Updated: Apr 10
Location: P.C.Hoofstraat 140-142, Amsterdam, Netherlands
Project Year: 2020
The Brick Pixelation Textured and transparent, laced and illuminated, The Brick Pixelation Facade at the P.C. Hooftstraat 140-142 embodies the intricate, crafted details epitomised by couture clothing. Cast stainless steel bricks with glass inlays pixelate together along this partially transparent facade to create a distinctive shopfront experience on one of Amsterdam’s best-known streets.
The P.C. Hooftstraat is famous for its high-end boutiques and design shops, situated between the Museum Quarter, the Vondel Park and the Oud-Zuid neighborhood. Shops along this street are a testament to Dutch design, creativity, high-end clothing and art. UNStudio’s renovation brought two separate buildings together to become one retail space, making The Brick Pixelation one of the largest retail spaces along the P.C. Hooftstraat.

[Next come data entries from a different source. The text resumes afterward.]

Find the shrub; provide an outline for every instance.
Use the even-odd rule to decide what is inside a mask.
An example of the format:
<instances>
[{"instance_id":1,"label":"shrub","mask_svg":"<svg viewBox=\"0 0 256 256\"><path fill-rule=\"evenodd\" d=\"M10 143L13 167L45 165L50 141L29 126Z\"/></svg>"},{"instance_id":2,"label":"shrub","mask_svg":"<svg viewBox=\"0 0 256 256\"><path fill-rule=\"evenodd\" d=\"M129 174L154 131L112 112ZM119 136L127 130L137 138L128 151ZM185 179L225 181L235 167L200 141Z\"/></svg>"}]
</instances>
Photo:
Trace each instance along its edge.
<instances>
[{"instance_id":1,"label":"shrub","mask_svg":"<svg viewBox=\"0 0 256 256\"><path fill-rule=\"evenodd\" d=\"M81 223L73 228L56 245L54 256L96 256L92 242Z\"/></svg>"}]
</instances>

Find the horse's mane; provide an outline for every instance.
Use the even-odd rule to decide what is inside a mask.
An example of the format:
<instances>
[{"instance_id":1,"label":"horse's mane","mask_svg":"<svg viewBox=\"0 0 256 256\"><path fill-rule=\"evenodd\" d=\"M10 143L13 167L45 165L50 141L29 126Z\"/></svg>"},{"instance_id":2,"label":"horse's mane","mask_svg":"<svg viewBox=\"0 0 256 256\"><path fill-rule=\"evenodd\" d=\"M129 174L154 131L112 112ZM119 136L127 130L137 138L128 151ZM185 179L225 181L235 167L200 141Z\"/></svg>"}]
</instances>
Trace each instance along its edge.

Located next to its architectural cousin, The Looking Glass (also designed by UNStudio), the facade design uses cast stainless steel as its main material, and the traditional Amsterdam town house as its frame. Comparatively, this building expresses a more detail-oriented interpretation of textiles.
While the facade is made of custom casted stainless steel bricks with glass inlays at pedestrian level, it transitions across the second floor back to the anthracite brickwork of a traditional Dutch townhouse. As such, this veil of stainless steel bricks can be experienced differently from relational distances, while keeping in step with the architectural heritage of Amsterdam.
Ben van Berkel: “These neighbouring facade projects that we have designed for the P.C. Hooftstraat are principally concerned with contrasting and crafting the detail through scale and materiality. The design of the facade for 140-142 intentionally employs a more sober scale of detailing to its neighbour. At 140-142, steel bricks inlayed with glass are crafted to refine and compose the details, creating a contemporary interpretation of the traditional bricks found in Dutch townhouses. And while the windows of 138 span multiple floors and protrude outwards, those of 140-142 slant inwards and are brought back to the townhouse scale on the second floor.”
While the finished result is sensitively subtle, much experimentation was undertaken to find the correct brick size, transparency and lighting components that could create the appropriate effect on the surroundings. Although the overall sizes of the stainless steel bricks are the same as typical bricks, by tapering and softening the edges, the stainless steel bricks have a refined and intricately detailed appearance, with manually glued glass inlays.
The stainless steel bricks are cast in different sizes, following a similar pattern to the traditional brick facade on the upper levels. The individual stainless steel bricks are precisely mounted onto larger steel frames, then installed on site. Operable glass windows behind the steel brick facade allow for maintenance and cleaning.
The residential entrance door is composed of the same stainless steel bricks, but with an opaque glass inlay, ensuring privacy in the apartment entrance area. The stainless steel door handle and doorbell are also custom designed to integrate into the overall facade appearance.
The white steel window frames continue into the interior. Slanting the glass panels emphasises the dynamic of the white frames, a detail which is also continued in the smaller first floor windows.